Pour autant, le consultant britannique, qui a présenté ses projections la semaine dernière, se refuse à évoquer un « cas classique de boom et d'effondrement du marché des conteneurs » auquel le secteur est rompu. « Avec quelques manœuvres habiles, il y a une voie disponible pour que les transporteurs gagnent beaucoup plus d'argent qu'ils ne l'ont fait [auparavant, avant la pandémie, NDLR] », estime Simon Heaney, responsable de la recherche sur les conteneurs.
Faible demande et forte offre
Dans son hypothèse de base, il anticipe une croissance de la demande de 1,9 % en 2023 face à une capacité offerte qui aura gonflé de 34 %, si toutes les livraisons prévues sont respectées (2,6 MEVP dès 2023), si la congestion portuaire devient un vieux souvenir et si aucun navire n’est envoyé à la casse.
Cette dernière option parait peu probable alors que la transition énergétique se fait plus pressante. Selon Clarksons, l'âge moyen de la flotte mondiale augmente, s'établissant à 14,2 ans pour les porte-conteneurs et en vertu du CII, norme sur l’intensité carbone des navires qui entrera en vigueur en janvier, environ 40 % des flottes de pétroliers, vraquiers et porte-conteneurs seront classés D ou E si les navires sont toujours en activité en 2026.
« Après des années de démolitions quasi nulles, nous pensons qu'il va y avoir un retour en force », admet le dirigeant de Drewry, qui prévoit la démolition de 600 000 EVP l'année prochaine, soit 2,5 % de la capacité de la flotte. Un niveau comparable à celui de 2016, année de sinistre mémoire au cours de laquelle la guerre des prix auquel le secteur s’était livré a précipité la faillite de Hanjin.
Près de 6 % de navires immobilisés
S’ils ne peuvent pas influencer demande, les transporteurs peuvent ajuster leur offre. C’est la thèse soutenue par la société britannique, dont les services s’adressent plus volontiers aux chargeurs qu’aux transporteurs. « Á la suite de la consolidation et de la restructuration des alliances, ils sont désormais bien mieux placés pour affronter les années délicates en actionnant la capacité de façon à assurer un atterrissage en douceur. »

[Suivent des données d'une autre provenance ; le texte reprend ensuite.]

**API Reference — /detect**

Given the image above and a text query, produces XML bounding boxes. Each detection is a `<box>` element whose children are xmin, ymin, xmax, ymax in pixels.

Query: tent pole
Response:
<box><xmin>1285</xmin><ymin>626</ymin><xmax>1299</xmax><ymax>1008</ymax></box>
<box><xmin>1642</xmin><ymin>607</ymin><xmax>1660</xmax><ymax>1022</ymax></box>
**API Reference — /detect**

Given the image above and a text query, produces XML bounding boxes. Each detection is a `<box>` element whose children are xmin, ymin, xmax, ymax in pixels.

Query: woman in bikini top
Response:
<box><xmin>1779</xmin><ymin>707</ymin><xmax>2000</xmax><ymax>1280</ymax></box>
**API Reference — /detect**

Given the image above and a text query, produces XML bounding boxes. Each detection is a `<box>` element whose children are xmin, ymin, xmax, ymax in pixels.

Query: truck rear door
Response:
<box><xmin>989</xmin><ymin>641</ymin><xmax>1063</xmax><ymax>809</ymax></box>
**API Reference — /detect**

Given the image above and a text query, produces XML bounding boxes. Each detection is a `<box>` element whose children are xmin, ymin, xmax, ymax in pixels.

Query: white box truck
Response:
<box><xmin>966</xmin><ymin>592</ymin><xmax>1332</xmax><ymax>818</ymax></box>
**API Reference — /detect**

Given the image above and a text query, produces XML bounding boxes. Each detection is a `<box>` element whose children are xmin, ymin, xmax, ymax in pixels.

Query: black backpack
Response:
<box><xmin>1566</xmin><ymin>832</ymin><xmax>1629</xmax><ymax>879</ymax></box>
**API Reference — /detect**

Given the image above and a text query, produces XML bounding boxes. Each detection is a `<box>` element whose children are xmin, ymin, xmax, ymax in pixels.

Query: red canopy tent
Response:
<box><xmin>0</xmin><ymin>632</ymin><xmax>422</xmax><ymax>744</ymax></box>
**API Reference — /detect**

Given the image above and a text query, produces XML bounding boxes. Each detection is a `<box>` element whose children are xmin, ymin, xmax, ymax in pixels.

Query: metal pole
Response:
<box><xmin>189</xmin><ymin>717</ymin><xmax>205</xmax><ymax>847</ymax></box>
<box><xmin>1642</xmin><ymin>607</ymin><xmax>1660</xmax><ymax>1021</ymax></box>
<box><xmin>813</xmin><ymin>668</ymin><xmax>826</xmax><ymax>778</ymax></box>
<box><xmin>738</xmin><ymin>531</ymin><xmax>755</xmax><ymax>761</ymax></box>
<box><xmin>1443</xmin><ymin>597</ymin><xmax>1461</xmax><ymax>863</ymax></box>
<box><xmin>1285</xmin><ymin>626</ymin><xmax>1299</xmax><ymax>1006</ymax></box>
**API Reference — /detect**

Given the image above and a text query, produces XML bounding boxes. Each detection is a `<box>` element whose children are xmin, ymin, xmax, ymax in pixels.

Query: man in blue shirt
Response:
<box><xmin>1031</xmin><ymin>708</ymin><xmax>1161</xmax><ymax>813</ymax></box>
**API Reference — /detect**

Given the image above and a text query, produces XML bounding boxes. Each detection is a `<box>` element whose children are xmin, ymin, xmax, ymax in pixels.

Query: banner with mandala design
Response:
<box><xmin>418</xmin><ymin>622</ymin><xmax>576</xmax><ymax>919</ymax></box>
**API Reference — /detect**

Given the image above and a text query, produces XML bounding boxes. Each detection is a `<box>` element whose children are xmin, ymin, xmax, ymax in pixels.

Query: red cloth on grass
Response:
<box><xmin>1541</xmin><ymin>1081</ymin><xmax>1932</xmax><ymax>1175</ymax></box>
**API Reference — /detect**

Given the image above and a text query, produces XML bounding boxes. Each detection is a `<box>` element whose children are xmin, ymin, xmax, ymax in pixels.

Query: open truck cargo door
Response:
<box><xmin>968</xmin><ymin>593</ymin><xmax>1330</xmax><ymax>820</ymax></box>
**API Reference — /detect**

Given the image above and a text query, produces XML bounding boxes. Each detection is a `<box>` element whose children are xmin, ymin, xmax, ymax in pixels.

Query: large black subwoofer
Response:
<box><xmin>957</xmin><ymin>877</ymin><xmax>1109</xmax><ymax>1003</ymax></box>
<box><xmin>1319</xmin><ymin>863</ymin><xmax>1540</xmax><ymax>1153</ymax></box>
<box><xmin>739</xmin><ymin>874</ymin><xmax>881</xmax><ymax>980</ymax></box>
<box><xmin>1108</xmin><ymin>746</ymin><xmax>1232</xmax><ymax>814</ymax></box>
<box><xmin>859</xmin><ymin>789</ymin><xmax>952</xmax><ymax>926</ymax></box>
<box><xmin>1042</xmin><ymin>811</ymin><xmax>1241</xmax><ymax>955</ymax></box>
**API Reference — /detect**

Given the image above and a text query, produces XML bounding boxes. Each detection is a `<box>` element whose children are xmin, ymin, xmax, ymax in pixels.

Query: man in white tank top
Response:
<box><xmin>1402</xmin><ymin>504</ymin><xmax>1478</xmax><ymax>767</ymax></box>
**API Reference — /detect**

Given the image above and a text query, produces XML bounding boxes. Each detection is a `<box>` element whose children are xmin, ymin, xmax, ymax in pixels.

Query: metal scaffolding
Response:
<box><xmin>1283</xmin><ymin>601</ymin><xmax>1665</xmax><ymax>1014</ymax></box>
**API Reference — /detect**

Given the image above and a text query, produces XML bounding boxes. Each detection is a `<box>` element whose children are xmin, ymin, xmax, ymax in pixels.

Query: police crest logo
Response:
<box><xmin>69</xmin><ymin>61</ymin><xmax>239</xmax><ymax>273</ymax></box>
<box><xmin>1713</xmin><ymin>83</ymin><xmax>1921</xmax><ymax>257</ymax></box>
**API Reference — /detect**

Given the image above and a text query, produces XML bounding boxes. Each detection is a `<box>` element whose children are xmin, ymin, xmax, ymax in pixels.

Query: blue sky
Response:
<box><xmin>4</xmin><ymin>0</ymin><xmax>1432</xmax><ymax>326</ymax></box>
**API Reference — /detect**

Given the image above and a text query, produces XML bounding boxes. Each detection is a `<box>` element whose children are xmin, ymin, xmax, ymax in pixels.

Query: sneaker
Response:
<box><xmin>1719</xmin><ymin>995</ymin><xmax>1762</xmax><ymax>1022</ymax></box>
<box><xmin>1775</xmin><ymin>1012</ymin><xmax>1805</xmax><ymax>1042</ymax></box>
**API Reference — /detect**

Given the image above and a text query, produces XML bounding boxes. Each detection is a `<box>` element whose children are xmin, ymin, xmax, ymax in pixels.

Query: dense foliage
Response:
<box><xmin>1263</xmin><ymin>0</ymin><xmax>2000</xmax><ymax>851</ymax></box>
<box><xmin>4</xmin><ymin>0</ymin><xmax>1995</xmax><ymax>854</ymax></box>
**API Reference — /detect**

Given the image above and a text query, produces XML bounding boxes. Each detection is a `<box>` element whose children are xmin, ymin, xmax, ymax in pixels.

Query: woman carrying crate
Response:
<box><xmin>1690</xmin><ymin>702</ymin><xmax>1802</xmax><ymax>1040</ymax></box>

Ils s’en servent. Alphaliner en fait état chaque semaine, mais la réduction de 2 % de la capacité est pour l’instant due à l'annulation de certaines traversées dont le marché transpacifique fait surtout les frais.
Pour l'ensemble de l'année 2023, Drewry table sur le fait que 5,8 % des porte-conteneurs seront hors ligne (3,6 % selon ses calculs en septembre). L’immobilisation des navires avait été « l'un des principaux outils utilisés en 2009 pour faire face à l'effondrement de la demande », rappelle-t-il. Durant cette année de crise financière, près de 10 % de la flotte mondiale était restée amarrée à quai. En 2016, autre année difficile, le taux de navires immobilisés avait été de l’ordre de 6,6 %.
40 % des livraisons retardés
Outre les restrictions de capacités accompagnées de l’envoi massif à la casse, les transporteurs peuvent « jouer » avec l’agenda des livraisons, continue de lister le consultant.
Entre 2008 et 2020, les livraisons réelles de porte-conteneurs n'auraient été conformes au calendrier prévu qu'à trois reprises. Le ratio n'a jamais dépassé 70 % sur la période 2009-2011 et atteint son niveau le plus bas (59 %) en 2010. Drewry n’exclue pas non plus des retards du fait même des chantiers (regain épidémique, pénuries et coûts des matières premières et de l’énergie devenus insoutenables)
De fait, la société fait le pari que seuls 60 % des navires seront mis à l’eau l'année prochaine.
EEXI : quadrature du cercle ou nœud gordien ?
Réduire la vitesse, sans effet ?
Quant à la limitation des vitesses, elle devrait être le grand joker de l’année 2023, mais sans doute moins pour soutenir les taux de fret que pour se conformer aux nouvelles normes environnementales : l’indice d'efficacité énergétique des navires existants (EEXI) et l'indice d'intensité carbonique (CII), qui entreront en vigueur en janvier. Pour de nombreux analystes, la solution la plus rapide pour les respecter sera de naviguer lentement. Le slow steaming, introduite par Maersk pendant la récession mondiale de 2008-2009, permettrait selon une étude de l'OMI de réduire d'environ 13 % les émissions.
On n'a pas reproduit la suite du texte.